50th Anniversary of tragedy at Aberfan - A disaster that could and should have been prevented

On Friday 21 October 1966, a terrible disaster befell the coal mining village of Aberfan in South Wales. On that day a catastrophic collapse of a colliery spoil tip killed 116 children and 28 adults. For decades leading up to 1966 excavated mining debris from the National Coal Board's Merthyr Vale Colliery had been deposited on the side of Mynydd Merthyr, directly above Aberfan. Early on the morning of 21 October, after a number of days of heavy rain, the subsidence began. At about 9.15 am more than 150,000 cubic metres (5,300,000 cu ft) of saturated debris flowed downhill at high speed. Destroying in its path a farm, a number of terraced houses and smashing into the side of Pantglas Junior School and part of the separate senior school. The thick black mud and rubble demolished walls and filled the classrooms up to a depth of about 33 ft (10 metres). 

Desperate parents rushed to the scene, many digging through the rubble with their bare hands, trying to rescue the buried children. Police from Merthyr Tydfil arrived on the site, volunteers rushed to the village including miners from local collieries and other pits across South Wales. Conditions remained treacherous with a large amount of water and mud still flowing down the slope. Some children were pulled out alive in the first hour, but no survivors were found after 11 am. Emergency services workers and volunteers continued their rescue efforts but it was nearly a week before all the bodies were recovered. The final death toll was 144, including 116 children between the ages of 7 and 10. Most of the victims were interred at Bryntaf Cemetery in Aberfan in a funeral held on 27 October 1966, attended by more than 2,000 people.
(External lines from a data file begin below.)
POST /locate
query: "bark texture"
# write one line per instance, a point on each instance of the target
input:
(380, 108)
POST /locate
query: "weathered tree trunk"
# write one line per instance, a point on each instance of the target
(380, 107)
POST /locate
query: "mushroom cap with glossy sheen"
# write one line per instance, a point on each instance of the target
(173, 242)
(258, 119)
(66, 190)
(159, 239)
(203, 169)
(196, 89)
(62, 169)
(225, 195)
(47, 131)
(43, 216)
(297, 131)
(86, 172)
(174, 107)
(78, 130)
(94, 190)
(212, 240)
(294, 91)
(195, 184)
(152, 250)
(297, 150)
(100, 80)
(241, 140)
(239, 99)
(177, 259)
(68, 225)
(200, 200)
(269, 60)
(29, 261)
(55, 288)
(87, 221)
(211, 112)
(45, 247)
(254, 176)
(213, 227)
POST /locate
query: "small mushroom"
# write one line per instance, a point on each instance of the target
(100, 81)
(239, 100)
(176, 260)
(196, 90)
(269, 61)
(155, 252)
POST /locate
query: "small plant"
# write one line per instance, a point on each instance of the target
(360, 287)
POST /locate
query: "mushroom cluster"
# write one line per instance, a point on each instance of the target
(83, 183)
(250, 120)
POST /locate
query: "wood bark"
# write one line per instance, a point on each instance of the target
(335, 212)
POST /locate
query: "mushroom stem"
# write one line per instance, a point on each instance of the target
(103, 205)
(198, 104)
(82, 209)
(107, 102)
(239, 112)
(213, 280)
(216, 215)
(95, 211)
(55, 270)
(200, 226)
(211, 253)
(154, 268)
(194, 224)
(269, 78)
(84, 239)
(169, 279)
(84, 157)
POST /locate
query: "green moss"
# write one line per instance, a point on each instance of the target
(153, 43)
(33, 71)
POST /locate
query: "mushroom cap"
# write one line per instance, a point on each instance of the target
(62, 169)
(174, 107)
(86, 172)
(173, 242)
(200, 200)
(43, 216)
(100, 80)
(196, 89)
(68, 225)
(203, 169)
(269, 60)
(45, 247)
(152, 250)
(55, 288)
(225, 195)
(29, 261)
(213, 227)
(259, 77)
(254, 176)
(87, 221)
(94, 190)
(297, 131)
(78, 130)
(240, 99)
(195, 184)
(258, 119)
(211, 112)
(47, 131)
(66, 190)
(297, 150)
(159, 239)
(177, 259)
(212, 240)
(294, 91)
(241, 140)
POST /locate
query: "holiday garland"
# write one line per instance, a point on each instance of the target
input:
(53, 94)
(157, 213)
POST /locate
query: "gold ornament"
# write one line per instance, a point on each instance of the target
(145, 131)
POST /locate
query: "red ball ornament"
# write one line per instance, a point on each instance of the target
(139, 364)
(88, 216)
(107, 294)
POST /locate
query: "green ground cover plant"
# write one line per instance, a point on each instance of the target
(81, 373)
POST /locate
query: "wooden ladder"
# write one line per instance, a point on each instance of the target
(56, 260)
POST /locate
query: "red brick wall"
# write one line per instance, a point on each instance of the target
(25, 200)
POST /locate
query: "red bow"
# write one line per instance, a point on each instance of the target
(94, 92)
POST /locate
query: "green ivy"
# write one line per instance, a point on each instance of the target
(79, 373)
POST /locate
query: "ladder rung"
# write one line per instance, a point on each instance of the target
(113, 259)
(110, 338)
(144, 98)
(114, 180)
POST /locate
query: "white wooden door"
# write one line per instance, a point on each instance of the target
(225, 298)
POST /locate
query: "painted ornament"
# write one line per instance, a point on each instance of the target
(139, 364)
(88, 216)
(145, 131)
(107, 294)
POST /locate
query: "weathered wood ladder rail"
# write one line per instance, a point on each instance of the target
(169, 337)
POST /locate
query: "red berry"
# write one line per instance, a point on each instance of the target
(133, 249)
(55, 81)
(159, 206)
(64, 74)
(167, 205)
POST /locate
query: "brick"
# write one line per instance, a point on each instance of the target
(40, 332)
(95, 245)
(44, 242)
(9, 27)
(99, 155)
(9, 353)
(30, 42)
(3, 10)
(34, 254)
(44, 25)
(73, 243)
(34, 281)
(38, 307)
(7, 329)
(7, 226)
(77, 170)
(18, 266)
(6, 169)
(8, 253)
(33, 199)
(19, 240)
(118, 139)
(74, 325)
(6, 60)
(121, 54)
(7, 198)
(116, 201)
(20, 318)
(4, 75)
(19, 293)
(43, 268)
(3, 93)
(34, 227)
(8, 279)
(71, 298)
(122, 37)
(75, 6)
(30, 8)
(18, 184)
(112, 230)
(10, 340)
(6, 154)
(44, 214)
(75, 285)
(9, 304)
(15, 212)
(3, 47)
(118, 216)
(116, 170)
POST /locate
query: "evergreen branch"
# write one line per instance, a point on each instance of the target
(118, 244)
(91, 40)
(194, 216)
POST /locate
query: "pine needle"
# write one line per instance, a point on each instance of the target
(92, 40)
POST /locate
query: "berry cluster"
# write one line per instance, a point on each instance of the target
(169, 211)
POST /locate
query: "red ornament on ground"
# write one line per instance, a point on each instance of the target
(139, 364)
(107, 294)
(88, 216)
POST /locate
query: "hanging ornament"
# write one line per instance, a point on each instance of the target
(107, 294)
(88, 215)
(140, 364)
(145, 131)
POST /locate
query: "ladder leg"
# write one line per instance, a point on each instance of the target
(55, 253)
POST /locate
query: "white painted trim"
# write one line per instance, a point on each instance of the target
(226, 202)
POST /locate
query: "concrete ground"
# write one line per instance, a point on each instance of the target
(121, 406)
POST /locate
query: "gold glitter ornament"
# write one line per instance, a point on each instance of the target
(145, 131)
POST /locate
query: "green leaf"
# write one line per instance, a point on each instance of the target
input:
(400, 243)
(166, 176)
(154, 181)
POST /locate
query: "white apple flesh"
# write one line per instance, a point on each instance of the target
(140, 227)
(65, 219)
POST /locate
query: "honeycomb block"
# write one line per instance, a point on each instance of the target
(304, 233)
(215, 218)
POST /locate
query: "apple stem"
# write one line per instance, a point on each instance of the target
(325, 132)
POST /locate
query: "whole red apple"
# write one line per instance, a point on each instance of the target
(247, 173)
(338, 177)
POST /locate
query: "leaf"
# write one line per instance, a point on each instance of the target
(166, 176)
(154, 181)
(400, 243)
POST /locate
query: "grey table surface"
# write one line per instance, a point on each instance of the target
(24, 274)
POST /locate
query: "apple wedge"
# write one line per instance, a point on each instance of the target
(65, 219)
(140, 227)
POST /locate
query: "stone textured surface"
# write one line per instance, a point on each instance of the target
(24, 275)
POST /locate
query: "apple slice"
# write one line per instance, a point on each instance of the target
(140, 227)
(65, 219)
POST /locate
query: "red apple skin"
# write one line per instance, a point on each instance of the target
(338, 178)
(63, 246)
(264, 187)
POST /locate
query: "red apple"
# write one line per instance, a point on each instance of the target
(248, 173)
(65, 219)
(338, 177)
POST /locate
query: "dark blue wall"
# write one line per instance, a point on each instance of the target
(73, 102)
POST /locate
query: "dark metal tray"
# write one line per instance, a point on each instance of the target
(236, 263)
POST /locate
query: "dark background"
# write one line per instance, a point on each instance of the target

A subsequent tribunal to inquire into the causes of and circumstances of the tragedy was held. It placed blame for the disaster upon the National Coal Board stating in its conclusion: 'The Aberfan disaster is a terrifying tale of bungling ineptitude by men charged with tasks for which they were totally unfitted'. There had been warnings about the danger of the tips above Aberfan prior to the tragedy. The loose rock and mining spoil had been piled over a layer of porous sandstone that contained many underground springs. Local authorities had already raised concerns about the tip pointing out that it posed a risk to the village primary school. The NCB's area management did not adequately act upon these concerns. 

The chairman of the National Coal Board (NCB) at the time was Alfred Lord Robens. When he eventually arrived in Aberfan on the evening of the day after the disaster, he told a TV reporter that the slide had been due to 'natural unknown springs' beneath the tip and that nothing could have been done to prevent the slide. This was not true, the springs had been known about and were marked on maps of the area. Yet the NCB had continued to tip on top of these springs. The potential danger posed by the tip to Pantglas school had also been previously acknowledged. There had also been previous incidents of tip instability in South Wales that would have given clear information on the very real dangers posed. The Aberfan inquiry of 1967 stated: ‘Our strong and unanimous conclusion is that the Aberfan disaster could and should have been prevented’.

Many tributes have taken place or are planned throughout Wales and in other parts of the world around the anniversary of the Aberfan disaster. It has been described as Aberfan’s 'lost generation' remembered 50 years on. Leaving behind many whose lives have been permanently scarred by the experience of that tragic day on 21 October 1966.